((10/30)) Ditinggalkan oleh seseorang yang paling penting dalam hidup ini adalah hal yang paling menyesakkan. Ditambah ada amanah besar yang harus dijalankan. Sedangkan ilmunya belum banyak diwariskan.
Bingung! Ingin menyerah! Ingin pergi meninggalkan, namun rasnaya sulit. ‘Ah, Abi, aku harus bagaimana?’ pertanyaan itu sering kali terlontar dalam diamku.

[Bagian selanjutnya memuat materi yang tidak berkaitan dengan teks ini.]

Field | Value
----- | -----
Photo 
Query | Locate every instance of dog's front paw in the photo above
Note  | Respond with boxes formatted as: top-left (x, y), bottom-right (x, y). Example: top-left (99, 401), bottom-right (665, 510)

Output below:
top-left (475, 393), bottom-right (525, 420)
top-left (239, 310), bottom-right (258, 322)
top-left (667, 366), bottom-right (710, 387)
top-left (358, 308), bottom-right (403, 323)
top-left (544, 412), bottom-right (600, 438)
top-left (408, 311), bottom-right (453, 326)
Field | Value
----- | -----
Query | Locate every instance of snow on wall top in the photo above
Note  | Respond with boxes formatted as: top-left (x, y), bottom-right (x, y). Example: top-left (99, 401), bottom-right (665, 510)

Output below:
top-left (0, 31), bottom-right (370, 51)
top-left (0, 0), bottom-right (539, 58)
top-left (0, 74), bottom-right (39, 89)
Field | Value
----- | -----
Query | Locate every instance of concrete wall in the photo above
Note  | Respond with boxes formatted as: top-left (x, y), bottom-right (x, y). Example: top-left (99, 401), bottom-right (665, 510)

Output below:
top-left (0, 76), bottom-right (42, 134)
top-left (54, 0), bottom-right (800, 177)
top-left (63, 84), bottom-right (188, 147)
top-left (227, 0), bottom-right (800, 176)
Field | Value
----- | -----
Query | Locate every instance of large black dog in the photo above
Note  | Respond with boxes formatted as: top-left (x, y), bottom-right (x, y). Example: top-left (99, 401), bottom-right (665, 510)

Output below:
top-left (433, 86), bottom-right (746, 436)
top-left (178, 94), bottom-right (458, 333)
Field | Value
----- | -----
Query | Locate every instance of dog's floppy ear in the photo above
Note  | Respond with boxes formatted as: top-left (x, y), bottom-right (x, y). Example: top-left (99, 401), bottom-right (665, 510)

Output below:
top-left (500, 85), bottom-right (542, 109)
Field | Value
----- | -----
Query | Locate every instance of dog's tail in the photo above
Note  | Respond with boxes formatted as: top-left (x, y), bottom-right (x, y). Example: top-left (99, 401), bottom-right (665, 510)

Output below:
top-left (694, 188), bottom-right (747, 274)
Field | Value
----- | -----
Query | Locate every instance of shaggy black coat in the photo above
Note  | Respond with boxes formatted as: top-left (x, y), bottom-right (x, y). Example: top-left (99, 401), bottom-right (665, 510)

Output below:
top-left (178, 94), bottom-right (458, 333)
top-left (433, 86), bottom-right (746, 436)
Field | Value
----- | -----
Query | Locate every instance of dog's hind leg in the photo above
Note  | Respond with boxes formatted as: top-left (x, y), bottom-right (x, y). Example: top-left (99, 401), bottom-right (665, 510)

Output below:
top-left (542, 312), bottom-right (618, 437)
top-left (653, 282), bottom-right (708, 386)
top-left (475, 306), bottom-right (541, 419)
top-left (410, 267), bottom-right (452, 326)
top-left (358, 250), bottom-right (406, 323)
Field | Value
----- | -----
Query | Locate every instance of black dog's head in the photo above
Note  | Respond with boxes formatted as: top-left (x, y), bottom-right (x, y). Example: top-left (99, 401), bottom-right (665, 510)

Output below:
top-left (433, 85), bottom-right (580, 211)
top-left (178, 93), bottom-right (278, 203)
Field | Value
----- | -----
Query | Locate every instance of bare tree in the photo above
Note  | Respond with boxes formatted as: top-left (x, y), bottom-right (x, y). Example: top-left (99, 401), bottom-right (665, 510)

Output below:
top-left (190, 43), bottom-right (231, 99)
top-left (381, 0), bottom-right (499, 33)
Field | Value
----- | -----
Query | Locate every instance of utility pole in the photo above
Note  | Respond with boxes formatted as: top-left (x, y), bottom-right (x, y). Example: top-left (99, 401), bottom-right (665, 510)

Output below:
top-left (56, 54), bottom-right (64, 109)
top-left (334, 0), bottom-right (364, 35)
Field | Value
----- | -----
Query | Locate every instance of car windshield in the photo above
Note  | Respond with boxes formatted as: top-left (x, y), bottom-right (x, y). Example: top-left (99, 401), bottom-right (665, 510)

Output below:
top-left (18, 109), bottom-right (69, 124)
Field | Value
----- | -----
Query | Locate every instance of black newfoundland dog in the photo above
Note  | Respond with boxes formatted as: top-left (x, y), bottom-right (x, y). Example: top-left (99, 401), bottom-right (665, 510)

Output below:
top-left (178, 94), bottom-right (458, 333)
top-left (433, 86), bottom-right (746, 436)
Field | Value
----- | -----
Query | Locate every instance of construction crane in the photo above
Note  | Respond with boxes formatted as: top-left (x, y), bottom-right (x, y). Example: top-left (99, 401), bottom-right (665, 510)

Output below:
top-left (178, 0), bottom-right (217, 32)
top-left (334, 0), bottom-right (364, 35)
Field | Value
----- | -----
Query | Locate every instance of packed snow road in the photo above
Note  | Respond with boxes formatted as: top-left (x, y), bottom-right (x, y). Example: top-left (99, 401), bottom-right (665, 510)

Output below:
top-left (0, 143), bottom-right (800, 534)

Tujuh tahun lalu, Abi kembali ke kampung abadi dengan begitu tenang, dan terlihat bahagia. Terpancar dari wajahnya yang bersih, bercahaya, dan juga tersenyum setelah ruhnya terlepas dari jasad. Ia meninggalkan sebuah pesantren sebagai ladang dakwahnya. Pesantren yang mengutamakan menampung anak-anak yatim dhuafa.
“Pesantren untuk anak-anak yang mampu sudah banyak, tapi pesantren untuk menerima mereka yang kekurangan, memberikan mereka pendidikan yang layak, masih sangat sedikit! Dengan adanya pesantren ini kita bisa membantu para anak yatim, piatu, atau yatim piatu dan dhuafa untuk tetap bisa sekolah dan mendapatkan pendidikan yang layak.” Begitu kata Abi dulu, saat aku tanya kenapa memilih untuk membuka pesantren yatim dan dhuafa seperti ini.
Kepergiannya
memaksaku untuk tetap di sini, melanjutkan perjuangan dakwah ini. Melanjutkan
perjuangan yang telah dirintis oleh Abi dengan tetes keringat dan darah. Namun
rasanya, semakin hari semakin berat. Sosok dan nama Abi yang sudah tersohor
mempengaruhi bagaimana tempat ini dipandang oleh orang banyak. Maka semenjak
tidak adanya beliau di tempat ini, pasang mata yang memandang pun beralih
pergi dan menjauh. Hal ini semakin membuatku merasa bahwa perjuangan ini
sungguh tidak mudah. Penyesalan kenapa semasa ada beliau, aku tidak belajar
banyak bagaimana mengelola lembaga ini sering kali muncul ke relung hati.
Tujuh tahun tanpa
beliau dan harus berjuang untuk kembali membesarkan nama pesantren ini,
berjuang agar lembaga ini tetap hidup, berjalan, dan semoga kelak kembali besar
bukanlah perkara mudah. Sederet doa untuk keberkahan pesantren ini selalu aku
langitkan. Aku yakin Allah Maha Mendengar segala permohonan. Allah mendengar segala
keluh kesahku. Aku pun yakin Allah maha melihat seberapa banyak tangis dan tawa
yang aku lalui untuk tetap bertahan di tempat ini. Aku percaya janji Allah Maha
benar. Ayat ke tiga dalam surat At-Talaq ; “dan Dia memberinya rezeki
dari arah yang tidak disangka-sangkanya. Dan barang siapa yang bertawakal
kepada Allah, niscaya Allah akan mencukupkan (keperluan) nya. Sesungguhnya
Allah melaksanakan urusan-Nya. Sungguh Allah telah mengadakan ketentuan bagi
setiap sesuatu.” Selalu menjadi obat di saat aku mulai merasa ingin putus
asa dan menyerah terhadap keadaan di pesantren ini. Walau tak jarang aku merasa
sedih karena ada barisan do`a ku yang belum terjawab oleh-Nya. Tapi aku yakin,
bahwa Allah Maha Baik, bahwa Allah akan mengabulkan segala permintaan setiap
hamba-Nya, dan bahwa kekuatan doa itu pasti ada.
“Sabar… Bukan Allah yang tak
menjawab do'a kita selama ini, bisa jadi usahanya, ikhtiarnya yang masih kurang
maksimal. Sabar ya... Yuk berjuang lagi!” Kalimat itu yang seringkali kugaungkan dalam pikiran dan hati untuk kembali menguatkanku melangkah dan berjuang
kembali di tempat ini.
Ya! Aku yakin tidak ada doa
yang tidak terjawab. Bukankah Allah pun telah berjanji dalam Al-Quran "Berdoalah kepada-Ku, niscaya akan Kuperkenankan bagimu.
(QS: Al-Mukmin:60)”
Aku yakin, setiap do`a yang dibisikkan kepada-Nya oleh ku
dan mereka yang sama-sama sedang berjuang di sini demi kemajuan pesantren ini, kelak akan Allah jawab di
waktu yang tepat, dengan cara yang terbaik versi-Nya.